Como un mal sueño
Como suele pasar en casi todos los malos sueños, ahí me encontraba yo, sin comerlo ni beberlo, sin saber cómo he llegado. En parte fuera de mi, en parte consciente. Quería hacer lo que ella me estaba proponiendo indecentemente tanto como deseaba no hacerlo. Me hallaba en un mar de dudas, sin saber si lanzarme o no a un divertido vacío que podría quitarme toda la vida que hasta ahora había conseguido. Mi parte racional me imploraba un «no» evidente, mientras mi parte más concupiscible me pedía que dejara de pensar.

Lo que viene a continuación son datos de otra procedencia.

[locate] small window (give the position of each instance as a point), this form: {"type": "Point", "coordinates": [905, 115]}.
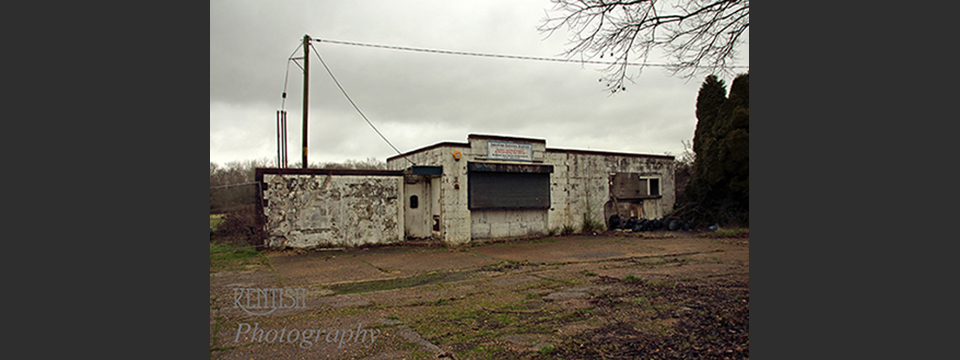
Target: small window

A veces pienso que el alcohol es un demonio que tan sólo quiere ver cómo tocamos fondo. Y en ese punto me encontraba yo, en parte creyéndome el rey del mundo, en parte tranquilo y feliz, como si mis actos no tuvieran repercusión en un futuro. Había salido de trabajar, y sin pasar ni siquiera por casa me fui a aquel local donde con una simple cerveza empezó todo. Una copa tras otra hasta que una compañera se acercó sonriendo de forma lisonjera.

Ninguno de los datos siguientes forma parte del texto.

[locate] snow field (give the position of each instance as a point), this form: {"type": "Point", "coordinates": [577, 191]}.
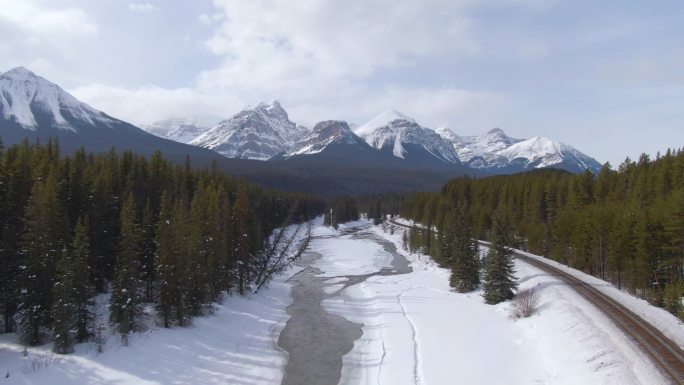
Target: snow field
{"type": "Point", "coordinates": [417, 331]}
{"type": "Point", "coordinates": [235, 345]}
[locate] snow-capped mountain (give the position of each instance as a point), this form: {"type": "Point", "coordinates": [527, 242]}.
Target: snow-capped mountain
{"type": "Point", "coordinates": [253, 133]}
{"type": "Point", "coordinates": [184, 129]}
{"type": "Point", "coordinates": [394, 132]}
{"type": "Point", "coordinates": [497, 152]}
{"type": "Point", "coordinates": [540, 152]}
{"type": "Point", "coordinates": [324, 134]}
{"type": "Point", "coordinates": [31, 107]}
{"type": "Point", "coordinates": [29, 101]}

Con el primer beso debí haber parado. Aquello no estaba bien. Pensaba en mi mujer, en lo decepcionada que se sentiría al saber lo que estaba haciendo con esa chica tan joven. En la miseria en la que me había convertido tras aceptar la invitación a su piso. ¿En qué estaría pensando? Tal vez fuera el olor de su casa, o los colores de las paredes, los que me hicieron dar un paso atrás. Por primera vez en la noche mi cerebro actuó, advirtiéndome de que la condena por mi pecado sería la soledad.

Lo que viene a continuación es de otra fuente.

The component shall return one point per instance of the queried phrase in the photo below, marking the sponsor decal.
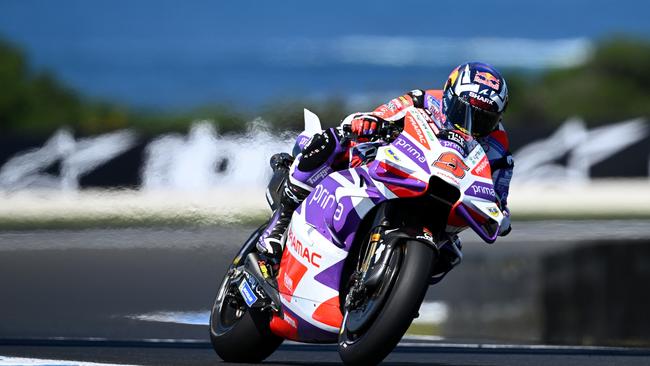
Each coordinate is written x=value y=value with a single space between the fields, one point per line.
x=291 y=321
x=482 y=190
x=480 y=98
x=411 y=150
x=312 y=257
x=452 y=145
x=448 y=176
x=247 y=293
x=288 y=282
x=391 y=154
x=339 y=212
x=302 y=142
x=475 y=156
x=412 y=128
x=433 y=106
x=455 y=137
x=487 y=79
x=452 y=163
x=482 y=169
x=319 y=175
x=322 y=197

«¿Qué te pasa?». Sin esperar respuesta acercó sus labios a los míos y yo como un tonto le correspondí con un adultero beso. ¿Dónde estaba mi razón en aquel momento? ¿Por qué me había abandonado para no seguir adelante con todo aquello? ¿Dónde había quedado mi voluntad? Como un poeta que se deja guiar por su instinto para escribir con una pluma negra, manchada en ponzoña en lugar de tinta, su testamento. Al entrar en su cuarto sentía haber pasado las mismas puertas del infierno.
De nuevo tuve que pararme en seco. «Esto no está bien. Soy un hombre casado». Pero lejos de retenerla, aquel comentario aumentó su lascivia. «Para, para». Le dije cuando empezó a juguetear con los botones de mi camisa, en ese momento, y pese al alcohol que llevaba en la sangre, sentí que todo mi deseo por aquella chica se desvanecía al pensar en la decepción que esto supondría para la mujer a la que tanto había querido durante tanto tiempo.
Con el primer beso había roto la promesa que le hice hace seis años, al casarnos, de serle siempre fiel, y no podía sentirme nada bien con ello. Pero mi cuerpo parecía estar aliado con la chica para quebrar mi voluntad. Si la tierra me hubiera tragado en ese preciso instante, si un mal rayo me hubiera alcanzado para que aquella chica, con la que labré en mi juventud la más bella historia, no viera en lo bajo que he caído esta noche.
De pronto, algo en mi se encendió. Una voluntad férrea que había estado dormida en algún lugar, lejos de toda consciencia. Respiré profundamente. «Esto no está bien». Ella intentaba volver a despertar en mi un deseo que no volvería a surgir por ella. Era como si hubiera apagado todas las llamas del infierno en el que había entrado. Mientras me volvía a colocar la camisa que ella había desabrochado, se rindió en su intento de conquistarme. Yo no soy de esa clase de hombre. Salí por su puerta con la cabeza alta y sin mirar atrás.
Al llegar a casa, mi mujer estaba dormida, con una belleza que ninguna otra podría igualar. He estado a punto de hacer algo horrible, pero aún me queda algo de dignidad y mi amor por ti es más fuerte que nunca.